OLPC's potential for revolution

An element missing from media coverage of

06 Oct 2007

An element missing from media coverage of the One Laptop per Child XO is the ramifications of using mesh networking. This scheme allows for data to be passed through individual machines acting as nodes, where data hops from machine-to-machine until its destination on the network –or on a foreign network is reached. This allows for instantly reconfigurable and self-healing networks that can self-adapt to a variety of network accessibility environments.

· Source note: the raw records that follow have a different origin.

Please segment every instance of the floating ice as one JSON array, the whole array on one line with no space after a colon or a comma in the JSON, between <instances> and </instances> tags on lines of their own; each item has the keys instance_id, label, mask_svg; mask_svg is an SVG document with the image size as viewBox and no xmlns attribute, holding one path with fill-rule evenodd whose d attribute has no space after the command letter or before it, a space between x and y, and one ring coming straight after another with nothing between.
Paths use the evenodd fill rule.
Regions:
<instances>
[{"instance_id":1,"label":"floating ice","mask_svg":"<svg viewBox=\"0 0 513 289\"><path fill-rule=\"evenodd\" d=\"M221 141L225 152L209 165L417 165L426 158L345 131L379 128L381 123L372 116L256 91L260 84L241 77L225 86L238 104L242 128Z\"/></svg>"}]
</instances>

This networking model has also been recontextualized into the interface and software design of the device which encourages as much co-teaching and co-learning as possible. Working with teams from Pentagram Design and Red Hat, OLPC created SUGAR, a graphic user interface that captures the students’ world of fellow learners and teachers as collaborators, emphasizing connectivity between people and activities. From OLPC:

Everyone has the potential for being both a learner and a teacher. We have chosen to put collaboration at the core of the user experience in order to realize this potential. The presence of other members of the learning community will encourage children to take responsibility for others’ learning as well as their own. The exchange of ideas amongst peers can both make the learning process more engaging and stimulate critical thinking skills. We hope to encourage these types of social interaction with the laptops.


As most software developers would agree, the best way to learn how to write a program is to write one, or perhaps teach someone else how to do so; studying the syntax of the language might be useful, but it doesn’t teach one how to code. We hope to apply this principle of “learn through doing” to all types of creation, e.g., we emphasize composing music over downloading music. We also encourage the children to engage in the process of collaborative critique of their expressions and to iterate upon this expression as well.

While the developed world is using new technologies to teach the same old stuff its been pushing since the 19th century, the co-constructivism allowed by OLPC could allow children in less developed countries leapfrog their peers in new knowledge production. Is this purposeful orientation toward the use of technologies the start of a new revolution in education?